In een vergelijkende test uit 1968 rijden zowel een Nederlandse Citroën 2CV AZAM 6 uit 1966 als een Renault 4L Export, ook uit 1968, mee. Hoewel de Renault motorisch sterker is, weet de lichtere en eenvoudig te bedienen 2CV verrassend vlotter te zijn. De bediening van de 2CV is eenvoudiger en intuïtiever, wat bijdraagt aan het rijplezier. De Citroën straalt een ontspannen karakter uit: zachte stoelen, een open rolbaar canvas dak en een typische gierende motor maken van elke rit een beleving. De Renault 4 daarentegen is rustiger en traditioneler in zijn weggedrag en beoogt vooral betrouwbaarheid en veelzijdigheid.
Qua binnenruimte verschillen de twee weinig van elkaar, maar het zitcomfort van de 2CV is vooral passief en uitnodigend om rustig te genieten van de rit. De Renault 4 wordt omschreven als de geordende en volwassen stadsauto, terwijl de Citroën 2CV het excentrieke en speelse karakter bezit van een eigenzinnige rebel op wielen.
De Citroën 2CV bleef tot 1990 in productie met een totaal van ongeveer 4 miljoen stuks, inclusief 1,3 miljoen besteluitvoeringen. De motor groeide in capaciteit en vermogen door de jaren heen, maar bleef trouw aan zijn eenvoudige, luchtgekoelde tweecilinder boxermodel. De Renault 4 voerde met zijn torsiestaafvering en praktische ontwerp een ommekeer door in Renaults strategie en diende als voorloper van latere compacte gezinsauto’s.

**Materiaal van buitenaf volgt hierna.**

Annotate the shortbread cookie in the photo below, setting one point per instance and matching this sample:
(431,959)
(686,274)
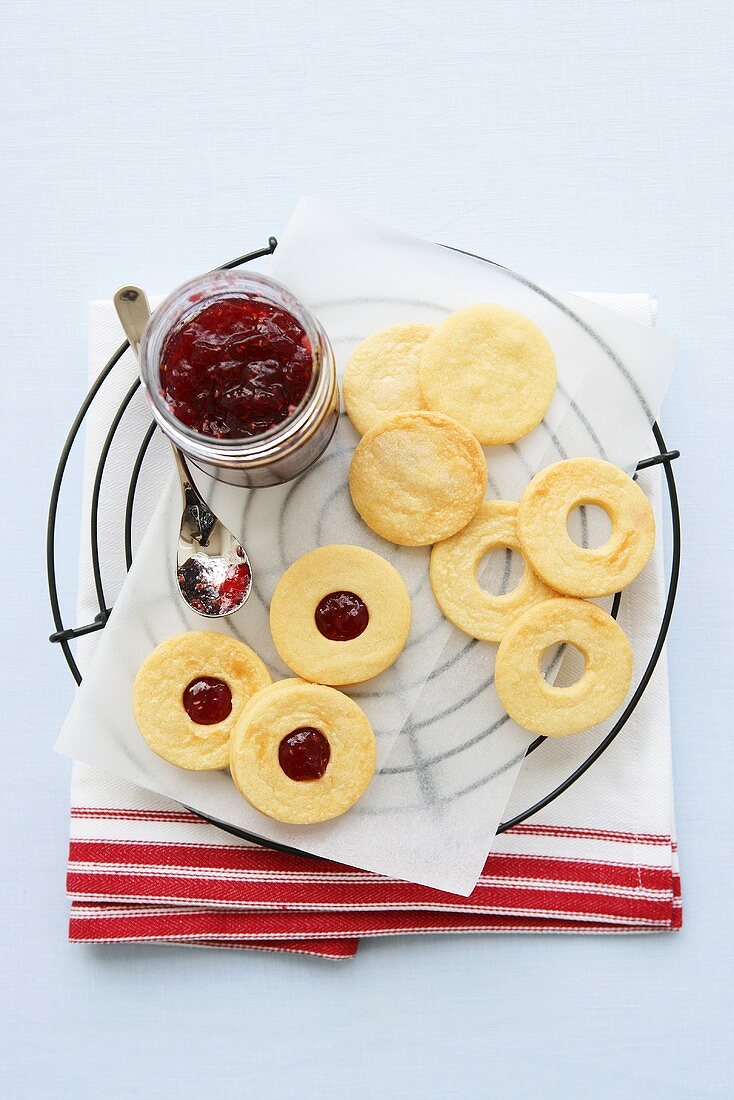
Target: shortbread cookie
(417,477)
(543,707)
(455,580)
(381,377)
(302,752)
(492,370)
(541,526)
(340,615)
(190,691)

Beide auto's zijn iconen van hun tijd en belichamen op unieke wijze het Franse autodenken van de naoorlogse periode: de 2CV als minimalistische, vrolijke begeleider van het plattelandsleven, en de R4 als praktische, moderne partner voor de veranderende maatschappelijke mobiliteit. Hun nalatenschap is nog steeds zichtbaar en gekoesterd binnen de klassiekerwereld.